Countering China: U.S., Japan and India push for open Asia

Japanese Prime Minister Shinzo Abe, President Donald Trump and Prime Minister Narendra Modi met on the sidelines of the summit of the G20 economic powers in Buenos Aires, Nov. 30.

Buenos Aires, Argentina — The leaders of the United States, Japan and India met jointly Friday for the first time and called for open navigation in Asia, a show of unity with China clearly in mind.

The three right-leaning leaders - President Donald Trump, Indian Prime Minister Narendra Modi and Japanese Prime Minister Shinzo Abe — met on the sidelines of the summit of the G20 economic powers in Buenos Aires.

With the meeting lasting around 15 minutes, the three-way summit was more about symbolism than planning strategy, but it comes as all three share concerns on China's rising clout.

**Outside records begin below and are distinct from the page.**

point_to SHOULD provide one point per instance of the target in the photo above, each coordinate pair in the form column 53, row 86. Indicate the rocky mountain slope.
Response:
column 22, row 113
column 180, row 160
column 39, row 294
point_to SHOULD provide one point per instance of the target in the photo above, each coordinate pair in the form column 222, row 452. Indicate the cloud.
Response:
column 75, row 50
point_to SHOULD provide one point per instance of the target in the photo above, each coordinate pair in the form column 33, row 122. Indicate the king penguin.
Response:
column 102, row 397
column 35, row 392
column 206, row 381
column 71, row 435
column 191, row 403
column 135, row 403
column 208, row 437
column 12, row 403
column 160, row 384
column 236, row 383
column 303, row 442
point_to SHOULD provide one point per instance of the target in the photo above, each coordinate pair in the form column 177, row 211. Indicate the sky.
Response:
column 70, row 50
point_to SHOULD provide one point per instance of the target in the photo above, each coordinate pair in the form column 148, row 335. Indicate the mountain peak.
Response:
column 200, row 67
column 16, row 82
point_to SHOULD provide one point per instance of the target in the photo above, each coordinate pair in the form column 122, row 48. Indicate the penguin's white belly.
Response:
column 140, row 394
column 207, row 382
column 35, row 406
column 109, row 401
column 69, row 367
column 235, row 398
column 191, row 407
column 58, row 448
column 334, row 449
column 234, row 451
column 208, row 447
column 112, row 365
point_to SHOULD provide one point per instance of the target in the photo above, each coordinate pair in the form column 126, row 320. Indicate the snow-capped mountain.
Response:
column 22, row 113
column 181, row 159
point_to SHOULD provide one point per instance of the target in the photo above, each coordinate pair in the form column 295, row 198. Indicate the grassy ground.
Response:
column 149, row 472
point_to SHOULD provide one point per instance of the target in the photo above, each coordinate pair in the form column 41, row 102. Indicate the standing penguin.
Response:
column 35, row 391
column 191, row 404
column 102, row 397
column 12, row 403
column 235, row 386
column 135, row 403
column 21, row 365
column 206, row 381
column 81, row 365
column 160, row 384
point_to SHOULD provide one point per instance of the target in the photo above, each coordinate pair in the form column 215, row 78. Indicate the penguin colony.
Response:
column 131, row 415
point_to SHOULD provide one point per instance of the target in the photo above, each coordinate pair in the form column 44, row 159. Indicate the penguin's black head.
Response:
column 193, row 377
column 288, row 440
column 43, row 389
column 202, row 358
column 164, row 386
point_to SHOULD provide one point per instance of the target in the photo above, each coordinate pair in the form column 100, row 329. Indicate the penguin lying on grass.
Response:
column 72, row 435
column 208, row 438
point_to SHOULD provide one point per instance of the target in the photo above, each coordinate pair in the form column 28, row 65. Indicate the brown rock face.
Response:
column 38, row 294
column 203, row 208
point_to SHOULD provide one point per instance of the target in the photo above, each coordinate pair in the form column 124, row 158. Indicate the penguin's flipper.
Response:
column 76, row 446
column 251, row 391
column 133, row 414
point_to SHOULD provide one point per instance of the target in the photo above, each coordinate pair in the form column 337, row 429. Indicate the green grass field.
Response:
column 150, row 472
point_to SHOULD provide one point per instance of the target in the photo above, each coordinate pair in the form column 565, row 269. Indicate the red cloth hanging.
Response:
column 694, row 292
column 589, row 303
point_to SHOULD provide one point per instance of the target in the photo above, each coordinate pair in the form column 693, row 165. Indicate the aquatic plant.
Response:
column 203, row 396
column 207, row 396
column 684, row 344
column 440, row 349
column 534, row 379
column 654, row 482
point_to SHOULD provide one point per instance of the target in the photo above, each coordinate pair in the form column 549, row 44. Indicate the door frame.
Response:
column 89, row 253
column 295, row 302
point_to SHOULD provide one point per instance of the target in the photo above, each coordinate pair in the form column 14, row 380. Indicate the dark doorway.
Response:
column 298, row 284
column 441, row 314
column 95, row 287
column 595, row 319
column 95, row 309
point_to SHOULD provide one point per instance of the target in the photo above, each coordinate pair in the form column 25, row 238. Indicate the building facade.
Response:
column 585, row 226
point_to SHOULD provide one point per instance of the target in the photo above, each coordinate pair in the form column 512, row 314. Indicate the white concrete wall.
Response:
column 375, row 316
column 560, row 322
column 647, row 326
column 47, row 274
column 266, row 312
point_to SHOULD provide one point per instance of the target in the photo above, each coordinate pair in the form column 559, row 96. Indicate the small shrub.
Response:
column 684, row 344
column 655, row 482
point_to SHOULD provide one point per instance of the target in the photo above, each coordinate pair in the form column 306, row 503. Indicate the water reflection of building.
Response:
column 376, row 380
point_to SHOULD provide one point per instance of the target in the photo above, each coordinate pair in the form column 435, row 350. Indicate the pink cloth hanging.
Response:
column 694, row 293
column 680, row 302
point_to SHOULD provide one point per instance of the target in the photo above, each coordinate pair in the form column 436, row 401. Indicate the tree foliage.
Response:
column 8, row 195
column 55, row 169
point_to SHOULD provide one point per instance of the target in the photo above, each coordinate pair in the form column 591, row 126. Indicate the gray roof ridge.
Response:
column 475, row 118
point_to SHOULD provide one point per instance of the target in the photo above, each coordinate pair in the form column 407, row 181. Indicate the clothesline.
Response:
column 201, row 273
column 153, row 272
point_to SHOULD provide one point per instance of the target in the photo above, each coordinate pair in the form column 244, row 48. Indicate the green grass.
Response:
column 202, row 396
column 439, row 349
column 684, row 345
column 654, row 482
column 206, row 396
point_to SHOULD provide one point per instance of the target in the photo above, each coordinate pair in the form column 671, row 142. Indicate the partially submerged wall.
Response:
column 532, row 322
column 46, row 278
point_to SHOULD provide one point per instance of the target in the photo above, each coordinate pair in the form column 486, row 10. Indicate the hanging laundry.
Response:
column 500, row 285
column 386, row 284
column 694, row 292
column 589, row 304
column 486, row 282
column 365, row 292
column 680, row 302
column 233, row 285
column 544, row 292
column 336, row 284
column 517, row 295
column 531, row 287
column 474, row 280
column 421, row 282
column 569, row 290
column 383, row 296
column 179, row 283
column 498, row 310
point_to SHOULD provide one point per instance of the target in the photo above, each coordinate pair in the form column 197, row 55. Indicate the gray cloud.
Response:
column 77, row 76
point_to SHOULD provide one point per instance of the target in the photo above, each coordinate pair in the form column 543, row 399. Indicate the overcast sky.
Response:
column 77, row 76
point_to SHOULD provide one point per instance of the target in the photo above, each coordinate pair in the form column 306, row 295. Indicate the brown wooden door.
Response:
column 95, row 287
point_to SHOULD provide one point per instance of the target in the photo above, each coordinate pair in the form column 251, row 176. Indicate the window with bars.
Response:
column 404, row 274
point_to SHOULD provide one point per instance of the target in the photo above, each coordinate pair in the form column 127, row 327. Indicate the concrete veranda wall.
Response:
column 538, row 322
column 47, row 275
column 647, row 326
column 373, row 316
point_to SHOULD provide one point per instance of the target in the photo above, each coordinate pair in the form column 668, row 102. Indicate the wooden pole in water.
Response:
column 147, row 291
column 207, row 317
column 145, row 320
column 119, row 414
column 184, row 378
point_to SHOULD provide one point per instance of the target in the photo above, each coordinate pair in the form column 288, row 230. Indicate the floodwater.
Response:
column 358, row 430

Japan and India both have longstanding territorial feuds with their neighbor, while Trump has been pressing China hard on trade and reiterating concerns over Beijing's assertive posture in the dispute-ridden South China Sea.

White House spokeswoman Sarah Sanders said the United States "shares unique and exceptional relationships" with both countries "based on common democratic values."

"The three leaders reaffirmed the importance of the free and open Indo-Pacific vision for global stability and prosperity, and pledged to deepen trilateral cooperation," she said in a statement.

The Trump administration has increasingly spoken of a "free and open Indo-Pacific," a catchphrase long favored by Abe as he insists that all of Asia remain open to navigation and trade.

Indian foreign ministry spokesman Raveesh Kumar on Twitter called the three-way meeting a "coming together of strategic partners."

Modi and Abe both met separately with Chinese President Xi Jinping. Trump is set to meet Xi on Saturday for talks focused on trade disputes.

India, despite decades of territorial disputes with China, has historically shied away from joining alliances with major powers.

And tensions have also been easing between Japan and China, with Abe in October paying the first official visit in seven years by a Japanese premier to Beijing.